The world’s largest intercontinental ballistic missile was unveiled in North Korea
North Korea unveiled one of the world’s largest ballistic missiles yesterday during a military parade marking the 75th anniversary of the founding of the Korean Workers’ Party.
The world’s largest continental ballistic missile was unveiled at a ceremony marking the 75th anniversary of the founding of the ruling North Korean Workers’ Party in Pyongyang.
The missile, which is likely to have two-stage liquid fuel, is capable of carrying MIRV nuclear warheads.
“North Korea is ready to face any threat,” North Korean leader Kim Jong Un said at the ceremony, expressing satisfaction that no one in the country has been infected with the Coronavirus.
Some military analysts believe that the larger size of the missile could mean that the new missile can travel longer distances and carry stronger warheads. In contrast, a group of military experts has warned that North Korea may have displayed only a replica of the missile under construction.

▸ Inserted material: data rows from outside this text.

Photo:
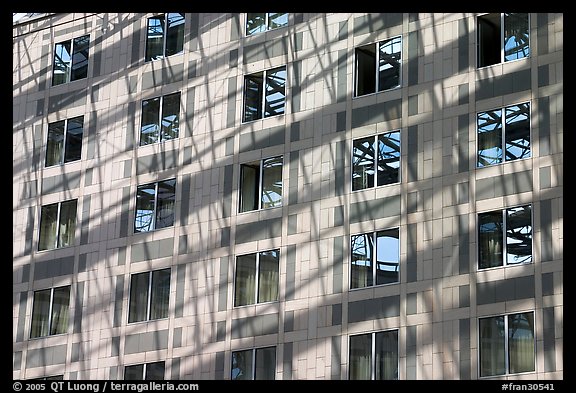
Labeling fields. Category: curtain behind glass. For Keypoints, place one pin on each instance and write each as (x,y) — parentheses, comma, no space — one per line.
(492,355)
(268,276)
(361,357)
(489,138)
(521,342)
(138,308)
(363,163)
(265,363)
(242,365)
(245,282)
(48,224)
(387,355)
(490,239)
(160,294)
(272,182)
(60,307)
(67,223)
(55,145)
(40,314)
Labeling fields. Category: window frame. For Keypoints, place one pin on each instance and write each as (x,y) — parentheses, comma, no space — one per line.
(504,214)
(52,289)
(503,138)
(69,69)
(150,274)
(374,259)
(376,138)
(257,279)
(501,44)
(506,344)
(263,97)
(377,65)
(260,185)
(373,352)
(254,350)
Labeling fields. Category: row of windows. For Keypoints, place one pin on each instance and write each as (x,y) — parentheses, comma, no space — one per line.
(506,346)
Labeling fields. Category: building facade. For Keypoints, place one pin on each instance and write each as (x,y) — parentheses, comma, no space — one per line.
(288,196)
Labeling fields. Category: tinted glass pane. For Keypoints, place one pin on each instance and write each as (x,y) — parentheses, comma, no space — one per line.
(155,38)
(255,23)
(266,363)
(80,57)
(74,131)
(492,355)
(145,204)
(55,146)
(387,355)
(363,157)
(160,294)
(175,34)
(277,20)
(60,306)
(489,138)
(268,276)
(170,116)
(521,342)
(166,199)
(389,63)
(67,224)
(490,239)
(517,132)
(516,36)
(40,314)
(245,282)
(387,256)
(362,255)
(365,70)
(275,92)
(388,158)
(272,182)
(155,371)
(361,357)
(149,131)
(138,310)
(48,227)
(519,235)
(62,63)
(249,186)
(253,86)
(134,373)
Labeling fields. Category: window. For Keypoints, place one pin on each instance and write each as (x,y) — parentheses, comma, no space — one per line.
(509,134)
(506,344)
(155,205)
(57,225)
(64,141)
(160,119)
(260,22)
(516,224)
(256,278)
(71,60)
(50,312)
(149,295)
(144,372)
(264,92)
(366,163)
(374,356)
(261,184)
(257,364)
(375,267)
(497,44)
(378,66)
(164,36)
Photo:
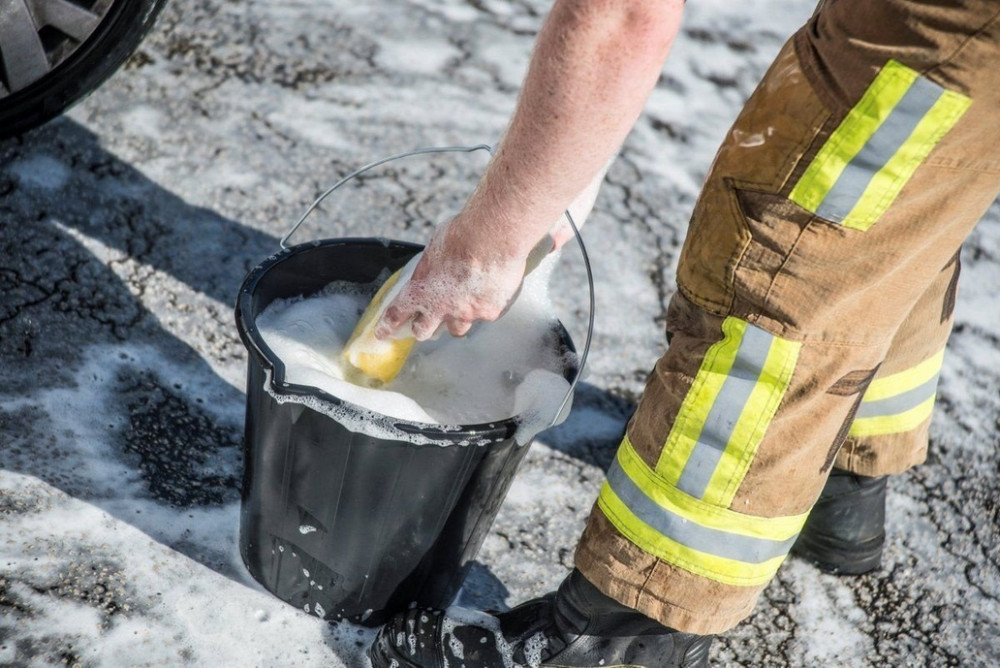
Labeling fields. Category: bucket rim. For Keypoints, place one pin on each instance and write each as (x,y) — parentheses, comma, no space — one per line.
(495,430)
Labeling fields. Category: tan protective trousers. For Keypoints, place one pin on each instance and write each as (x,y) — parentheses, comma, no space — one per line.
(816,289)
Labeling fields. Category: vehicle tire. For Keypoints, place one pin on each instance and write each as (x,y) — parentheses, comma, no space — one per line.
(73,48)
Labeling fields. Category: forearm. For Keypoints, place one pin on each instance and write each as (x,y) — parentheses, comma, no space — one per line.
(595,63)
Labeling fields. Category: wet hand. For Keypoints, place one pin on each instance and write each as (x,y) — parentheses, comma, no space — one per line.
(462,278)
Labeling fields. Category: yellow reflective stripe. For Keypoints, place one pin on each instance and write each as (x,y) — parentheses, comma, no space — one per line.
(887,183)
(898,383)
(878,101)
(698,402)
(706,540)
(753,422)
(893,424)
(719,569)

North Korea, meanwhile, claimed in 2017 when it tested a previous model of its intercontinental ballistic missile that it was possible to hit the test missile anywhere in the United States with a nuclear warhead.
Although North Korea tested three intercontinental ballistic missiles in 2017, it is still unclear whether Pyongyang has the technology to protect nuclear warheads when intercontinental ballistic missiles re-enter Earth’s atmosphere.
North Korea has not tested any intercontinental ballistic missiles since 2017.
What you know about intercontinental ballistic missiles!
Continental Missile: Ballistic missiles with an effective range of more than 5,500 kilometers (3,400 miles). These missiles are generally designed to fire nuclear bombs and can carry one or more nuclear warheads, but can also be armed with conventional warheads or chemical and microbial warheads. Most intercontinental ballistic missiles today benefit from multiple independent targeting capabilities. That is, they are armed with several warheads, each of which can hit a separate target.
In the past, the early types of intercontinental ballistic missiles were very low accuracy and could only be used against large targets such as cities, and their only advantage was their ability to be located in a completely safe place on their own soil. But the second and third generations of intercontinental ballistic missiles have become significantly more accurate. So that they can be used against even the smallest military targets. However, their accuracy is never comparable to that of strategic bombers.